"Ya hastalanırsam?"
"Ya başıma kötü bir şey gelirse?"
"Ya her şey ters giderse?"
Bu cümleler, zihnimizde çoğu zaman sessizce dolaşıyor. Hiç olmayacak bir ihtimali, sanki çoktan yaşanmış gibi hissediyoruz. Henüz gerçekleşmemiş senaryoların etkisiyle uykularımız kaçıyor, iştahtan kesiliyoruz ya da günlük kararlarımızda bile temkinli davranıyoruz.
ABD Penn State Üniversitesi’nde yaygın anksiyete bozukluğu (GAD) tanısı almış bireylerle yapılan bir araştırma, bu soruya çarpıcı bir cevap veriyor.
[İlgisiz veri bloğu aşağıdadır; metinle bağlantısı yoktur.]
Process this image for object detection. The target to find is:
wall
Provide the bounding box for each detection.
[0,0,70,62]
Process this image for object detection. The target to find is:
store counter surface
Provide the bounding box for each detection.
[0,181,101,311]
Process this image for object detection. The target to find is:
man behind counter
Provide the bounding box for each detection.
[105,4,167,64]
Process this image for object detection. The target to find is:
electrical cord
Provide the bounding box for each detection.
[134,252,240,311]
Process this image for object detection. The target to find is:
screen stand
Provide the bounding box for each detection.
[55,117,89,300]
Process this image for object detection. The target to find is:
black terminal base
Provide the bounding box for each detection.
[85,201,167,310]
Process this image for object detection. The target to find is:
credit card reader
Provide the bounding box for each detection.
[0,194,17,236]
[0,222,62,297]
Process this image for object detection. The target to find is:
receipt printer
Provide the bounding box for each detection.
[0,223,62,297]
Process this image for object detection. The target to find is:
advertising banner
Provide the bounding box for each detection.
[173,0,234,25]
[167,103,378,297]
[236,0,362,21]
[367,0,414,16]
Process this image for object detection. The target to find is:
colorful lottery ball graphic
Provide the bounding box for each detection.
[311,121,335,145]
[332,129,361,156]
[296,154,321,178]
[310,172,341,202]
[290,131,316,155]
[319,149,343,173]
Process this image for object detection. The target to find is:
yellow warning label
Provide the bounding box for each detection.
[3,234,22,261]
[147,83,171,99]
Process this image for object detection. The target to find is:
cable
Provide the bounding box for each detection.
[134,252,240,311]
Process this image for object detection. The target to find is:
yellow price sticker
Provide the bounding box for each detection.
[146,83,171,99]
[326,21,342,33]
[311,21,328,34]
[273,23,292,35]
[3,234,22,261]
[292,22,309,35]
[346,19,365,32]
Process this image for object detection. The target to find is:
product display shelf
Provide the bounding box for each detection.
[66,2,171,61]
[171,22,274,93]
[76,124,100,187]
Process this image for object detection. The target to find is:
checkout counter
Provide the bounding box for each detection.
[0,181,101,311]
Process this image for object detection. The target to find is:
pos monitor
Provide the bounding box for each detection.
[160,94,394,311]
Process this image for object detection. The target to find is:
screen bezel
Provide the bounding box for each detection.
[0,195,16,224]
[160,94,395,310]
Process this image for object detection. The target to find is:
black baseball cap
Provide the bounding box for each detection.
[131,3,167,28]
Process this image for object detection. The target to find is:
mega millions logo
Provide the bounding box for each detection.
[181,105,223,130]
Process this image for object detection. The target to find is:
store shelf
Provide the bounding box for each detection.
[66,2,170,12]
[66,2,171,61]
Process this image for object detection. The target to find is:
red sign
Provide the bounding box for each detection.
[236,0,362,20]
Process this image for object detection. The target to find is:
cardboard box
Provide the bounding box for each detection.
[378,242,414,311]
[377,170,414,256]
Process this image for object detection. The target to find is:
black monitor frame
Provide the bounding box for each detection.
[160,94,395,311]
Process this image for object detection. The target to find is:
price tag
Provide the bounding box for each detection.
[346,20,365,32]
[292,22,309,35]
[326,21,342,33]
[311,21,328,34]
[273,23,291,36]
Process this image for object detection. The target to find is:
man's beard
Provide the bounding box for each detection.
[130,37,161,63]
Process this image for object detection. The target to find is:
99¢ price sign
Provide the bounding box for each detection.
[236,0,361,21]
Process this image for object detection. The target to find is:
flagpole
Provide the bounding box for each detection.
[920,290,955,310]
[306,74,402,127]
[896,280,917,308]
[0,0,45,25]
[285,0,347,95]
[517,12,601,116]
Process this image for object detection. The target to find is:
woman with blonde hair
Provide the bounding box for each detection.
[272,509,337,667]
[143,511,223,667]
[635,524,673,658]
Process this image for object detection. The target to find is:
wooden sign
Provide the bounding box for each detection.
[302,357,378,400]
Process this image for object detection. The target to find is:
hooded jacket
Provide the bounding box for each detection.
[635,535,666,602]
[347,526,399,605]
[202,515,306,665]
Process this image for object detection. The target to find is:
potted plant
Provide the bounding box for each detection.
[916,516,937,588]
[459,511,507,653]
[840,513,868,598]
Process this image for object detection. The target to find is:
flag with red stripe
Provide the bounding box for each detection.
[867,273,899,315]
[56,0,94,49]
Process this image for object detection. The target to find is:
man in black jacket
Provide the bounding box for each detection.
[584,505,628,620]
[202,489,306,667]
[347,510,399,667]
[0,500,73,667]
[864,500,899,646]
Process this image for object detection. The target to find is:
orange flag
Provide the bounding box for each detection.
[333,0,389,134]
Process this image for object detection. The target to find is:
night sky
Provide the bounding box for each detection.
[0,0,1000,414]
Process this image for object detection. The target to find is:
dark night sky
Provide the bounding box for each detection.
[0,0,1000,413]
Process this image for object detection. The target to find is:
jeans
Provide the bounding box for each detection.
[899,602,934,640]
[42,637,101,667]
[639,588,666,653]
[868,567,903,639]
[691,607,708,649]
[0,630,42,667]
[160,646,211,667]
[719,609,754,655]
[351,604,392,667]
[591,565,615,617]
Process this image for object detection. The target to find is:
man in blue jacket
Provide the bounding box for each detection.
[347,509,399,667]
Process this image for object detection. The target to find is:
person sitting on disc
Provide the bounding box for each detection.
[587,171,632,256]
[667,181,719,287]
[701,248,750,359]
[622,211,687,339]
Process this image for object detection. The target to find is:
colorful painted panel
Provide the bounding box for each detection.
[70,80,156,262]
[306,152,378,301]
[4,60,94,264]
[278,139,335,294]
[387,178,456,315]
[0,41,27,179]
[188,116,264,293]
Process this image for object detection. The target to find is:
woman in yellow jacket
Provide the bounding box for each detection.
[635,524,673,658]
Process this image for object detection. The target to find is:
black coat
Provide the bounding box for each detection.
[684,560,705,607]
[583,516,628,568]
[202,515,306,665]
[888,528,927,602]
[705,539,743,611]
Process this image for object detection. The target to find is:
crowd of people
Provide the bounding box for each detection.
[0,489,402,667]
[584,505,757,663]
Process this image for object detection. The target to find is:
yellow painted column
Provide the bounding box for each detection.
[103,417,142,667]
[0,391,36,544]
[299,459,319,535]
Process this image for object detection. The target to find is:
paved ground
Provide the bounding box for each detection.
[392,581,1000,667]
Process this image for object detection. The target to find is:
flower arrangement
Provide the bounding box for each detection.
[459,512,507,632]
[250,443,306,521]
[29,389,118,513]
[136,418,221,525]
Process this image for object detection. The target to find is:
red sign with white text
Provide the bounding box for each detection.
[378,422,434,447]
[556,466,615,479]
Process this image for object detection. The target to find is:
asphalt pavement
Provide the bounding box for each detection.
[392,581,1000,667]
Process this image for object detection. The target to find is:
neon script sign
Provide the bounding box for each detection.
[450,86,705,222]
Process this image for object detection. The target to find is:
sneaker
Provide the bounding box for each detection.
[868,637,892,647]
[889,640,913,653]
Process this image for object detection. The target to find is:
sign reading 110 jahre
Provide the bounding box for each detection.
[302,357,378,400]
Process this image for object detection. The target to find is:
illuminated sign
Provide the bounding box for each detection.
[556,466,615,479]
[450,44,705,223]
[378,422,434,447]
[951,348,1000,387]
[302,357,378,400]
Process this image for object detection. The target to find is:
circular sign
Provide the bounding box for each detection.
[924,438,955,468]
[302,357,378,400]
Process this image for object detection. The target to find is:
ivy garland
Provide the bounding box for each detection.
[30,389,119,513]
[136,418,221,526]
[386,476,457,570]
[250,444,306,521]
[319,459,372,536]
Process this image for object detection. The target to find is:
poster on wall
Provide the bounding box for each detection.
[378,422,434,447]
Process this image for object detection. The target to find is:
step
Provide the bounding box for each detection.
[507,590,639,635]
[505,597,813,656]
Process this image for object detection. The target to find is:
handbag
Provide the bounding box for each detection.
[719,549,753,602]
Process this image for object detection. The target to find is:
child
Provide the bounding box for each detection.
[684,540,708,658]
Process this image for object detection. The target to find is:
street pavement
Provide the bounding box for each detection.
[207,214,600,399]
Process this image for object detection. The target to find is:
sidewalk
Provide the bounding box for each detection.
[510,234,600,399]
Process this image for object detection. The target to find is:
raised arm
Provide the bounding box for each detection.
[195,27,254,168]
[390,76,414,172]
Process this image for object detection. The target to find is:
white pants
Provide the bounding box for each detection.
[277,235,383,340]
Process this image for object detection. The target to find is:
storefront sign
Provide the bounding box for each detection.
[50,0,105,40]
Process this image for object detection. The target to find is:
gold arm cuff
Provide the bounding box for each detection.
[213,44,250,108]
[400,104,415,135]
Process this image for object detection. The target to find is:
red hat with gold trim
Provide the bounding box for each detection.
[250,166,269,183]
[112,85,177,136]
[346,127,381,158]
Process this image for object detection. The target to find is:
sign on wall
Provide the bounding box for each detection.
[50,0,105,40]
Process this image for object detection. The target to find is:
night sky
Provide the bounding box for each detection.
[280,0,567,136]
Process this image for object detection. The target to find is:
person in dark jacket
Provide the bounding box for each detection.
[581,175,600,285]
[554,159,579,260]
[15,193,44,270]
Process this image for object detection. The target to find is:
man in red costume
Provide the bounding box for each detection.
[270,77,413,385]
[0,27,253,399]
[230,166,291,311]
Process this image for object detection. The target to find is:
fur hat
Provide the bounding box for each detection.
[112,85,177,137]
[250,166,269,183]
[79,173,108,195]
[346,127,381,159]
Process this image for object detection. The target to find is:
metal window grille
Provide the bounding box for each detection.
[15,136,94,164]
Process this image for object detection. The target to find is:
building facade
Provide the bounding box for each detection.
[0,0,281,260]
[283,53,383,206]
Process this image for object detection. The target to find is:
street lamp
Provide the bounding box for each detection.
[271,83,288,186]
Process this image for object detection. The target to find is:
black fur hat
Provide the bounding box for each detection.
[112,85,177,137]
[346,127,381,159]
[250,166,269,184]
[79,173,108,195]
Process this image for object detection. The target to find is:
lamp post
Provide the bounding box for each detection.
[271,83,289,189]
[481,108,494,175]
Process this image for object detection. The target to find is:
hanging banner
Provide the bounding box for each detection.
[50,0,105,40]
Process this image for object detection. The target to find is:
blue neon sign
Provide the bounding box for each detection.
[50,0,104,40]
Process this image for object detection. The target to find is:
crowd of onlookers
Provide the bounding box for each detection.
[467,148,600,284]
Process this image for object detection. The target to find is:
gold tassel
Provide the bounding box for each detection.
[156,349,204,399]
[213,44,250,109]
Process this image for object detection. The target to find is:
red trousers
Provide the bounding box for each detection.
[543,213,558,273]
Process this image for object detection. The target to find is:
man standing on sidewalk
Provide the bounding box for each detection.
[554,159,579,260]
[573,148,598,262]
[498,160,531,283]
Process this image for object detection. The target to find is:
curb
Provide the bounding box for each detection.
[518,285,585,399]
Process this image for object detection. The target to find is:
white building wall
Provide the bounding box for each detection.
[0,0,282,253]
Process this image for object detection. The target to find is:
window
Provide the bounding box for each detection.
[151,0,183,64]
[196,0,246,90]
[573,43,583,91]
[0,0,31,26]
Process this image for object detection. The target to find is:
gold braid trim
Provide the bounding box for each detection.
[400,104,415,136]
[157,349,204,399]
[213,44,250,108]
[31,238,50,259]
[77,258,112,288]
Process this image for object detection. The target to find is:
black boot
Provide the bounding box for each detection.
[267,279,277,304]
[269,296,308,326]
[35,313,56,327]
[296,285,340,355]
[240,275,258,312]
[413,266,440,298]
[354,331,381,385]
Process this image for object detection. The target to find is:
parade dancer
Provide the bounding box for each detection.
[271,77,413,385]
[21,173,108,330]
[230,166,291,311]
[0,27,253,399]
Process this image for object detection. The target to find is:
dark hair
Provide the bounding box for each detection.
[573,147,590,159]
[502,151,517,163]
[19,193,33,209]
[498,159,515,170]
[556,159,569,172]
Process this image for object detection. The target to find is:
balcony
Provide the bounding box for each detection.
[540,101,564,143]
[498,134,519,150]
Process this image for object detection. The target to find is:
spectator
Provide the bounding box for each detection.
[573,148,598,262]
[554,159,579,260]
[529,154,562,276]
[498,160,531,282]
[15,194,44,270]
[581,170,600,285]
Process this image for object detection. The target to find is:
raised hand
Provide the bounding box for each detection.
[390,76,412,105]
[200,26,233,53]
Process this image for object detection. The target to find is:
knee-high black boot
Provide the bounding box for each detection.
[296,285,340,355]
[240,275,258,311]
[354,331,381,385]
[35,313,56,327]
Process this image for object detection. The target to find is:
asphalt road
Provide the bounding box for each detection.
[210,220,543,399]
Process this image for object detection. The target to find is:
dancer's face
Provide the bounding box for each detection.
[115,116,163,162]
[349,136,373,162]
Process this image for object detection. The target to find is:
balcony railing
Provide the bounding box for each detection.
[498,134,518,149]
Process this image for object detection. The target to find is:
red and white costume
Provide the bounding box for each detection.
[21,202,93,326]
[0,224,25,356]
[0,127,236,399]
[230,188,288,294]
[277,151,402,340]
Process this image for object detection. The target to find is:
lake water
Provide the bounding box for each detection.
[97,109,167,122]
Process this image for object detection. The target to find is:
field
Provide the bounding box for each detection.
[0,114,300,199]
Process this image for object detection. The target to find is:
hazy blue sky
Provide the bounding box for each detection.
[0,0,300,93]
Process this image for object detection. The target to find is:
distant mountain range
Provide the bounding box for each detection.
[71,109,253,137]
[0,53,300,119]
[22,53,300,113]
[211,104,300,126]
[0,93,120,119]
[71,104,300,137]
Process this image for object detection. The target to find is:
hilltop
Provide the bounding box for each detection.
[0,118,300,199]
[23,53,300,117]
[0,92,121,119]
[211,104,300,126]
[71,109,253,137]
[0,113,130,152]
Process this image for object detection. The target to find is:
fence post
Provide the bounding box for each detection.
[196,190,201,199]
Katılımcıların 30 gün boyu kaygı ve endişeleri takip ediliyor. Sürenin sonunda endişelerin yüzde 91,4'ünün hiçbir zaman gerçekleşmediği tespit ediliyor. Geriye kalan yüzde 8,6'lık kısmın ise büyük çoğunluğunun, kişinin beklediği kadar büyük bir zarara neden olmadığı da ortaya çıkıyor.
Ancak beyinde durum farklı olabiliyor. Gerçekleşmeyen senaryolar bile, gerçek bir tehlike gibi algılanıyor. Kalp hızlanıyor, kaslar geriliyor, tüm sistem alarma geçiyor.